Yasemin Alkaya, eine in der Türkei bekannte Film- und Theaterschauspielerin, wurde Opfer eines Einbruchs in ihre Privatwohnung. Drei Tage später veröffentlichte die Tageszeitung Akşam einen Bericht über den Einbruch und erwähnte darin die genaue Privatanschrift der Schauspielerin (bis hin zur Top-Nr. der Wohnung). Die Schauspielerin klagte auf Entschädigung wegen Eingriffs in ihr Persönlichkeitsrecht, zumal sie seither immer wieder in ihrer Wohnung gestört wurde und sich alleine zu Hause ängstigte. Die Klage blieb aber vor den nationalen Gerichten ohne Erfolg.
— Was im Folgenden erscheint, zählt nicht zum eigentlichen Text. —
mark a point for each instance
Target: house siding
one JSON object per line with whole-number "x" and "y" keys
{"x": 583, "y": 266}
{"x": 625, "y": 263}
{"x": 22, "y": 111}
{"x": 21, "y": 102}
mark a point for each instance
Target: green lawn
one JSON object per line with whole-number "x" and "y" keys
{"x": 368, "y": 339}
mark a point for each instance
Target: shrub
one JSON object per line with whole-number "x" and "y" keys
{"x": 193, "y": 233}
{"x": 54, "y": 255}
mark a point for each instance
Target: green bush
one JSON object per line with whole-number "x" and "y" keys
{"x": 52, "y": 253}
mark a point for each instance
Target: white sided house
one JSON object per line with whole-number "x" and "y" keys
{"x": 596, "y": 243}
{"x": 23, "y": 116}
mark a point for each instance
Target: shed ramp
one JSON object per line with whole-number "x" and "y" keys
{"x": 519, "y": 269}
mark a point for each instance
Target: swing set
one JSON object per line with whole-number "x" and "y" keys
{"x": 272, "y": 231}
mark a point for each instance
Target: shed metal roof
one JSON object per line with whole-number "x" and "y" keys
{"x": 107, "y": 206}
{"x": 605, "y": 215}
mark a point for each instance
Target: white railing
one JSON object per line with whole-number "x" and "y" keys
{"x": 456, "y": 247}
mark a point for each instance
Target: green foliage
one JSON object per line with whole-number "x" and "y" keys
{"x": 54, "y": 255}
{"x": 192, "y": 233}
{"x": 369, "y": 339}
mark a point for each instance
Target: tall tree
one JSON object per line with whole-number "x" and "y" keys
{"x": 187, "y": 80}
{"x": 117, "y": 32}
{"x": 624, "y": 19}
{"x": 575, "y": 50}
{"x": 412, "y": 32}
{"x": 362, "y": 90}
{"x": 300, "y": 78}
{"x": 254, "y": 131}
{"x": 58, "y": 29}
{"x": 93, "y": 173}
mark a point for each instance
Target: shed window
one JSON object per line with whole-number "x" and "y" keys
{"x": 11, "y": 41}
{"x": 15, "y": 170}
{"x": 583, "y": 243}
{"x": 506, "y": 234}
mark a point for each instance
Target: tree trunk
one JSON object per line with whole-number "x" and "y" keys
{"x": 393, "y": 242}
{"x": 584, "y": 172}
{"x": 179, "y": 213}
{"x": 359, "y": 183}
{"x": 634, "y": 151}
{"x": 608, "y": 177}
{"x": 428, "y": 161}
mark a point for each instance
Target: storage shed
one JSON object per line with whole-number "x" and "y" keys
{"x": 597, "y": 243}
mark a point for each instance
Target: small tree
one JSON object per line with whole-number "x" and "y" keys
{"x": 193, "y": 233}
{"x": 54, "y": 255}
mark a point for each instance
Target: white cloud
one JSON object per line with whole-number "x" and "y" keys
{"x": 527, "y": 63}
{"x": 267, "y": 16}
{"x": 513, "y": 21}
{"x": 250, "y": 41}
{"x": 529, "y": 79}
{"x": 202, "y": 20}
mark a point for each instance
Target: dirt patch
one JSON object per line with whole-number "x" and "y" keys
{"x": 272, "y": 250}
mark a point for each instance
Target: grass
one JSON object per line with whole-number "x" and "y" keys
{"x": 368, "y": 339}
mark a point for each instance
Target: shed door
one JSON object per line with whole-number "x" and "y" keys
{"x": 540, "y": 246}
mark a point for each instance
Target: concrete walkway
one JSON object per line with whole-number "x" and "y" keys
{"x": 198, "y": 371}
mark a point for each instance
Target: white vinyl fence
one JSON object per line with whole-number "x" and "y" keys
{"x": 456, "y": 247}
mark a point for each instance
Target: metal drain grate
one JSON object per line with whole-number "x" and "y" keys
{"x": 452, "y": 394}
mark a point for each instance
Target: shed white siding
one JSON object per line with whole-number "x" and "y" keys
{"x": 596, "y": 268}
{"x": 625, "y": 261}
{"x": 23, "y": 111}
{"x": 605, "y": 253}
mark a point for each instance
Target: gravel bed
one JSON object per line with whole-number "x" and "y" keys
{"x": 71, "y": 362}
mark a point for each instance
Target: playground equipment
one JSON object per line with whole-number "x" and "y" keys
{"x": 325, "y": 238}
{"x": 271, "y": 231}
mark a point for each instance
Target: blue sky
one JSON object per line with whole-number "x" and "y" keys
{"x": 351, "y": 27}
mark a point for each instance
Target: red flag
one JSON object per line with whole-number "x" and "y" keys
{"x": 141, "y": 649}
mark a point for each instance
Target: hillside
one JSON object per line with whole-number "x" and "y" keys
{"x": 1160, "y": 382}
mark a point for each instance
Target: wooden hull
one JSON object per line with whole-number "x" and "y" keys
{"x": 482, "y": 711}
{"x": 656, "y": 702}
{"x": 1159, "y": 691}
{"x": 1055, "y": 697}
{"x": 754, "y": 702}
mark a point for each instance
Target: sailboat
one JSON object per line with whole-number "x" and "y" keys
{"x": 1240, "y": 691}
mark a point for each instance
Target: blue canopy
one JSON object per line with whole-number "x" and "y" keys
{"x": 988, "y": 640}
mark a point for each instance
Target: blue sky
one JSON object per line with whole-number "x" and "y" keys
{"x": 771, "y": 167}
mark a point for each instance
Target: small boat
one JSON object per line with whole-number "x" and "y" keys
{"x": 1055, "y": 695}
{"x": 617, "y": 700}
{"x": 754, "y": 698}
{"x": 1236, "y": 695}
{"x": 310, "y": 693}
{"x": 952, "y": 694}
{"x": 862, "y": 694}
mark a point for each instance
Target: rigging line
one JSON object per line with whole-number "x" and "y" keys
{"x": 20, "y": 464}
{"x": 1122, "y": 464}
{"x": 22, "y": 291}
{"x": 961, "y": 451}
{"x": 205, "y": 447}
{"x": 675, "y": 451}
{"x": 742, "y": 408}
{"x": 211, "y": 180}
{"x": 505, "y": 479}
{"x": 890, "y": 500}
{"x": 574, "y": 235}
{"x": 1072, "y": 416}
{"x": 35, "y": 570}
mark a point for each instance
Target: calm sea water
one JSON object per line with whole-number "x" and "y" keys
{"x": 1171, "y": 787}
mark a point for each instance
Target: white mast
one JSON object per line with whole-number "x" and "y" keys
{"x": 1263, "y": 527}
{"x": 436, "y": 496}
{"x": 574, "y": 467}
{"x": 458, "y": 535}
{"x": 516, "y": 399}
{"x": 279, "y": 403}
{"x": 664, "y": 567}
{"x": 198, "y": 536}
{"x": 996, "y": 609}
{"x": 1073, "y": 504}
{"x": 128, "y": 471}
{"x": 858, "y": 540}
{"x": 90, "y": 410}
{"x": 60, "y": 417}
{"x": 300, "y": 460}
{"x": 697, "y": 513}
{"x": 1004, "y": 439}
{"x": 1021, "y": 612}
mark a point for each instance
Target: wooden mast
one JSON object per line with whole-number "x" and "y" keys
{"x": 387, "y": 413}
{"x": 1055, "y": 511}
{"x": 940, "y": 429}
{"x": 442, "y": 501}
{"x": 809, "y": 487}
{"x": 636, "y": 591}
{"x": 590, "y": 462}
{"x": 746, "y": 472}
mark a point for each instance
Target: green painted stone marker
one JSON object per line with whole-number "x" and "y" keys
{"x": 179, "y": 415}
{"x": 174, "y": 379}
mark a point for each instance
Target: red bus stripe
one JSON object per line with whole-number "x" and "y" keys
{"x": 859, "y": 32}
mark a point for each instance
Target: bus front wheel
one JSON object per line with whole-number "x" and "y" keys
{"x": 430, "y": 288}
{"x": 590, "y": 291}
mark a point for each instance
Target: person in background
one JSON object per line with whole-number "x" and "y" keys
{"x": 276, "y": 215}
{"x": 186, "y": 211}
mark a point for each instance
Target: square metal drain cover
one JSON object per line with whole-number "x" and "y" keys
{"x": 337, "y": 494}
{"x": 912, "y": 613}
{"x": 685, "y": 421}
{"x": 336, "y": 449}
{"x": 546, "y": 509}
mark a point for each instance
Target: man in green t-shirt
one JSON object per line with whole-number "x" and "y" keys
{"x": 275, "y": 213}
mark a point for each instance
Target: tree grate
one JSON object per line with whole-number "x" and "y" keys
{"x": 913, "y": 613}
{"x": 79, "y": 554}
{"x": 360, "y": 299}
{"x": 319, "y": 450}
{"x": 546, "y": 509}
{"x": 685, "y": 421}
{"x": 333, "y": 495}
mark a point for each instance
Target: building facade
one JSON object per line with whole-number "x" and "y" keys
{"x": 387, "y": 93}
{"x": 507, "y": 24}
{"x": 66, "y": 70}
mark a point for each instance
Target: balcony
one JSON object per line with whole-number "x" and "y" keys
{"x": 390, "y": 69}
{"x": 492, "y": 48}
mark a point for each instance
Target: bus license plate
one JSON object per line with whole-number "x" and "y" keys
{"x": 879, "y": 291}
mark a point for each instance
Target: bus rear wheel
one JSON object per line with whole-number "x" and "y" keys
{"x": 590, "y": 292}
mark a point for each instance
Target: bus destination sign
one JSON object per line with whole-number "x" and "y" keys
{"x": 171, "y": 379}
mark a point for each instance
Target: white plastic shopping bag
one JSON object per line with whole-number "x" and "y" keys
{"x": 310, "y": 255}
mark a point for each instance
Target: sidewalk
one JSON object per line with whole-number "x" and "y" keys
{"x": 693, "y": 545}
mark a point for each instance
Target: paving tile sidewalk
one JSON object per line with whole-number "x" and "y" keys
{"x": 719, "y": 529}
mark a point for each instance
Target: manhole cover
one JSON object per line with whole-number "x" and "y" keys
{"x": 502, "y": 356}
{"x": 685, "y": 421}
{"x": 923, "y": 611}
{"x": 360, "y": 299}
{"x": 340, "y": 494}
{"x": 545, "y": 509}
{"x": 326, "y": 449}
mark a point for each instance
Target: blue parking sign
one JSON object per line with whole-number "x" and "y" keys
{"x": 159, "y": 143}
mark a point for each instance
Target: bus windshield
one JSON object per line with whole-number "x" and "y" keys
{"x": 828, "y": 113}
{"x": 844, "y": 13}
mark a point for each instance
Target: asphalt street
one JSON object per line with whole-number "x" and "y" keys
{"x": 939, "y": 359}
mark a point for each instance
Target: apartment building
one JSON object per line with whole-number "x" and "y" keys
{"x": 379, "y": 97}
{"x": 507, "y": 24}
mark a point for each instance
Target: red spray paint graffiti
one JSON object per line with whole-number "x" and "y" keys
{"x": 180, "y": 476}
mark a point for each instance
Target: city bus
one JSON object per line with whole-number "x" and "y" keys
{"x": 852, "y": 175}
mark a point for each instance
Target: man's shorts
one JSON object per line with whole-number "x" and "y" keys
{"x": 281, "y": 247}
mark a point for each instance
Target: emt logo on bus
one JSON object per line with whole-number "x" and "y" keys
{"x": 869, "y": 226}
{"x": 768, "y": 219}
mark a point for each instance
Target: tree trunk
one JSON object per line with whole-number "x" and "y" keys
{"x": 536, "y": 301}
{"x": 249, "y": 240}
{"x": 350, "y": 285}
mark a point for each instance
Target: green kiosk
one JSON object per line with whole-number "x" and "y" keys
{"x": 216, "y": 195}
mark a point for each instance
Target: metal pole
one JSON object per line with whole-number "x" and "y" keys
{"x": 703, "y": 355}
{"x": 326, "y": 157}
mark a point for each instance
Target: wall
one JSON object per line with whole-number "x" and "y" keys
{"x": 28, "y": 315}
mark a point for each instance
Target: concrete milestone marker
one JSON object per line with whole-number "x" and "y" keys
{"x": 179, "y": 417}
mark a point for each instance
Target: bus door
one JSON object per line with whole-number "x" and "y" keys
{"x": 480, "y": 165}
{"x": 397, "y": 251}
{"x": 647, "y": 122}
Der EGMR hat aufgrund der Beschwerde von Yasemin Alkaya (einstimmig) eine Verletzung des Art 8 EMRK festgestellt. Das Recht auf Schutz des Privatlebens umfasst auch das Recht, privat zu leben ohne ungewünschte Aufmerksamkeit ("le droit de vivre en privé, loin de toute attention non voulue") und das Recht auf Respekt für die Wohnung, was nicht nur den physischen Raum betrifft sondern auch den ruhigen Genuß dieses Raums ("droit au respect de son domicile, conçu non seulement comme le droit à un simple espace physique mais aussi comme celui à la jouissance, en toute tranquillité, dudit espace").
Die Wahl des Wohnorts ist eine private Angelegenheit und die freie Wohnsitzwahl ist ein integraler Bestandteil der durch Art 8 EMRK geschützten persönlichen Autonomie. Auch die Wohnadresse ist daher eine vom Schutz des Art 8 EMRK umfasste persönliche Information. Auch Personen von öffentlichem Interesse haben eine legitime Erwartung auf Schutz und Respekt ihres Privatlebens.
Da es nicht um einen staatlichen Eingriff ging, hatte der EGMR zu prüfen, ob der Konventionsstaat seinen positiven Verpflichtungen nachgekommen war, für einen gerechten Ausgleich zwischen den Interessen der Beschwerdeführerin auf Schutz ihrer Privatsphäre und dem durch Art 10 EMRK gesicherten Recht auf freie Meinungsäußerung zu sorgen. Entscheidend war daher der Beitrag der veröffentlichten Information zu einer Debatte von allgemeinem Interesse und die Schwere des erfolgten Eingriffs in die Privatsphäre.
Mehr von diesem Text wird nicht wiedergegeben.